The students who arrive already fluent in the unwritten syllabus, which tutors to email, which societies confer leverage, which internships count, which fellowships appear on the right CVs in the right order, are not randomly distributed across the intake.
They are the same students who were always going to be fine. The barrier to success does not disappear after students from all backgrounds are able to fight for a place at Oxford. Instead, the barrier remains and has only moved inward.
The British access conversation tends to stop at British students, which is itself revealing. Roughly a third of Oxford’s student body is international, drawn from more than 170 countries, with international undergraduates paying tens of thousands of pounds more in tuition than home students. The University publishes the home fee as a single capped figure of £9,535, while overseas fees are described only as “significantly higher” and routed to individual course pages, where the headline numbers run from the mid-thirties into the high-fifty-thousands a year, and considerably more again on programmes like the MBA. The asymmetry in how the two fees are presented is its own small piece of evidence. This cohort is rarely included in the access debate, because its instead structured around domestic class rather than global wealth. International students arrive having already cleared a financial filter most British applicants never face. Therefore, the international cohort is, on average, more privileged in absolute terms than the domestic intake the access reports measure.
Sam Friedman and Aaron Reeves, authors of Born to Rule, tracked the British elite from 1897 to the present. Their finding brutally summarised that the people who comprise the elite class have changed, while the mechanisms by which the elite reproduces itself have not.
The same handful of private schools, the same Oxbridge colleges, the same Westminster, City, and broadsheet circuit recur decade after decade, regardless of who was technically allowed in.
In their earlier book, The Class Ceiling, Friedman and Daniel Laurison found that working class candidates who broke through into elite professions earned around 16 per cent less than their privileged colleagues doing the same job, because the institutions kept reading accent and comportment as merit.
Popular culture has noticed.

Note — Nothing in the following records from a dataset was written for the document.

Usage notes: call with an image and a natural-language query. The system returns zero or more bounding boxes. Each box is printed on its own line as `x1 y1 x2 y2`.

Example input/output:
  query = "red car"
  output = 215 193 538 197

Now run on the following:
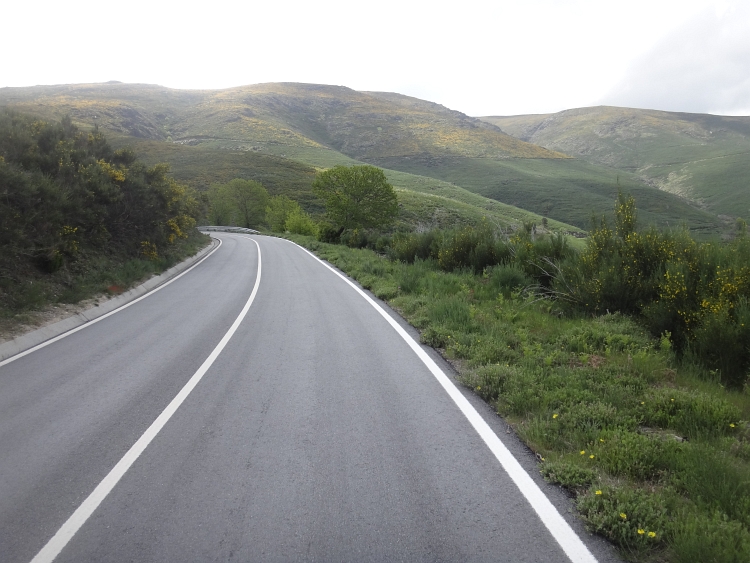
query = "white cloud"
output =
0 0 750 115
602 2 750 115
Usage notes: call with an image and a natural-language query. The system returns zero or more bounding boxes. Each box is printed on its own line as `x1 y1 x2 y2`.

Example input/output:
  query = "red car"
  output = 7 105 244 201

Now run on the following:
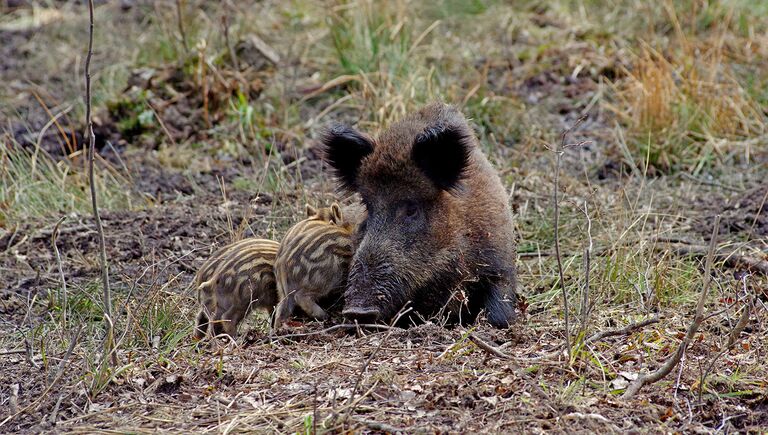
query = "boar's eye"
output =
397 201 423 228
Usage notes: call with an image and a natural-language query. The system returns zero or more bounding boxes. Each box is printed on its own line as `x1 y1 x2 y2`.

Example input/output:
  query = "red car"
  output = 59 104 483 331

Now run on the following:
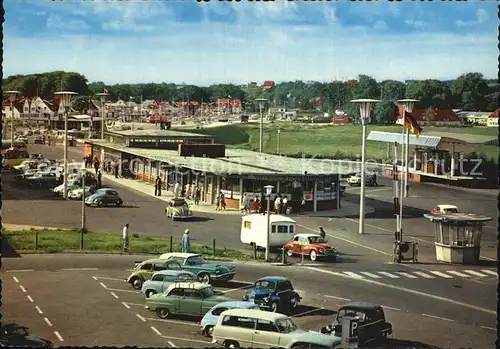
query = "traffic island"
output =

Saltburn turned the dynamic into horror, with a state school boy learning the code in real time and weaponising it, while My Oxford Year, on Netflix this year, turned it into fantasy: an American Cornell graduate with a Goldman Sachs offer defers her career to read poetry at Magdalen and falls in love with a charming local.

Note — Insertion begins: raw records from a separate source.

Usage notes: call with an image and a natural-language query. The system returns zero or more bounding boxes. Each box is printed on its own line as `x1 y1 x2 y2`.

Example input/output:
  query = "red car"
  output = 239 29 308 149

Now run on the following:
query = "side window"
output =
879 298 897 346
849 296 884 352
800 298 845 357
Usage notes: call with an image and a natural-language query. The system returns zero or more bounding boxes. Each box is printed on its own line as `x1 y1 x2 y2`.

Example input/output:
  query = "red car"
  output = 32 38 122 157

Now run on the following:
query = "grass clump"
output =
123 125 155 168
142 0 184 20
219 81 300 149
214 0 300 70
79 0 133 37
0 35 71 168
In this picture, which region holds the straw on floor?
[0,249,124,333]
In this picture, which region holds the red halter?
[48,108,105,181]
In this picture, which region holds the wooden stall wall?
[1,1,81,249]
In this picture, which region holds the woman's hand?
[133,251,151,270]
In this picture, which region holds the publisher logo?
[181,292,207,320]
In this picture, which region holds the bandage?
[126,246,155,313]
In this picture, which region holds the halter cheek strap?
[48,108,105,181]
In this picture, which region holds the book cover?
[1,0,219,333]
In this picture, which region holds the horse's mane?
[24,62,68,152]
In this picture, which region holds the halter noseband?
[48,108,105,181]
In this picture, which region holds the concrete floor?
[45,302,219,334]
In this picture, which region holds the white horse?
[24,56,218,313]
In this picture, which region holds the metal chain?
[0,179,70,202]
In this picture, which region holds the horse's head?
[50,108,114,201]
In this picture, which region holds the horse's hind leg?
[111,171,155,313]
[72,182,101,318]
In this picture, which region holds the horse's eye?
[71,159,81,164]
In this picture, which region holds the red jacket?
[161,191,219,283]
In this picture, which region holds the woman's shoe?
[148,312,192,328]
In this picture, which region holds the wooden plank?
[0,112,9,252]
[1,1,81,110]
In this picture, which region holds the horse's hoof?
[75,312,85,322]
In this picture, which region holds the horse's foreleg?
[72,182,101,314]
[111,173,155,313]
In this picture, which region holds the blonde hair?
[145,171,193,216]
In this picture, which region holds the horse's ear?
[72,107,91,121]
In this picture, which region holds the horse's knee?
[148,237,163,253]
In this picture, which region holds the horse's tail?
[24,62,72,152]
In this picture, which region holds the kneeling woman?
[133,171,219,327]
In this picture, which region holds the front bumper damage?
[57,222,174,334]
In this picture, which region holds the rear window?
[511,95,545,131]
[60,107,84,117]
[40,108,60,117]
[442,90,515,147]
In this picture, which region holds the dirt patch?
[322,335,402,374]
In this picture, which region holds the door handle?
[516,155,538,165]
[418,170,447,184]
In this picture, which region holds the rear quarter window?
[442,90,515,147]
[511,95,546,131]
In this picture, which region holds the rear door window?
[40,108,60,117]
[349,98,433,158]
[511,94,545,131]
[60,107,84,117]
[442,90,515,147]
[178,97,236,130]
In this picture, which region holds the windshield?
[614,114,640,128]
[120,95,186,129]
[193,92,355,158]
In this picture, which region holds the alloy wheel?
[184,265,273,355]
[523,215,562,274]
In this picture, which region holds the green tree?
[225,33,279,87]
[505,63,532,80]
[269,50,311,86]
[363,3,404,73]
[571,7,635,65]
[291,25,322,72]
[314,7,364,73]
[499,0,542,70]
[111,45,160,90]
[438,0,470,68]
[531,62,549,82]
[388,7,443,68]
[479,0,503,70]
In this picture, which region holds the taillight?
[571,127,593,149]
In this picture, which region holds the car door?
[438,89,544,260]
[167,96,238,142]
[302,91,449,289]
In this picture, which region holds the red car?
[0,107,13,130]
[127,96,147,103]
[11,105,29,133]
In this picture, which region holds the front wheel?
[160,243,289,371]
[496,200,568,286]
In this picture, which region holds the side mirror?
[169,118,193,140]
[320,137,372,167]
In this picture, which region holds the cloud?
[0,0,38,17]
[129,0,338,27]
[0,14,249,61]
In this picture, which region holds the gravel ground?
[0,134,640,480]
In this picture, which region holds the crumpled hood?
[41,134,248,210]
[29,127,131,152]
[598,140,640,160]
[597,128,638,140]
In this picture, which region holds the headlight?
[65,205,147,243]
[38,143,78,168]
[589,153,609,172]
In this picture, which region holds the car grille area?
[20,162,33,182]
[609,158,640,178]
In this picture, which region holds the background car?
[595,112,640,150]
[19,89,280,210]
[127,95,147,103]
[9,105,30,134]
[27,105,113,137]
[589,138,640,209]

The film works because it assumes Oxford is an embellishment rather than a turning point, and the students for whom it is a turning point do not appear, because the story does not need them to.
The vocabulary that holds this together is “potential.” It is the most useful word in the new lexicon precisely because it sounds neutral, and because no one can prove they have it or that they do not. In practice, potential tends to be measured by how easily a candidate appears to belong in the room, which means it tends to be measured as confidence. And confidence, at eighteen, is largely a function of whether you have spent your life being told that places like this were built for you.
The state school candidate who pauses before answering an interview question penalised for appearing unfamiliar with concepts talked about, how she articulates her ideas, and how confident she is in her opinions expressed.
The old elitism believed certain people were better and ought to rule, and in the loathsome way of things which do not lie about themselves, it was at least honest. The new elitism claims everyone competes on merit, and then defines merit as familiarity in a certain class and culture.
Davos does not call itself an elite gathering; it calls itself a convening of leaders working on the future of capitalism.
You can be an Oxonian and object to these clubs, in the same way you can be a banker and object to tax evasion.
What would it take to fix this? Not more outreach videos, and not another rise in the headline percentage, because the headline number is the easiest thing to move and the least useful thing to celebrate.
The harder work lies elsewhere. It means making the unwritten rules of Oxford explicit, asking which opportunities are formally advertised and which travel by word of mouth, and asking whether the qualities being rewarded actually measure ability or simply familiarity with how the institution works.
Oxford has opened the door, but the students walking through it are now expected to navigate, on their own. It remains a building that still rewards those who already knew the floor plan.
That is not access. It is a new kind of exclusivity, no less effective for being polite about itself.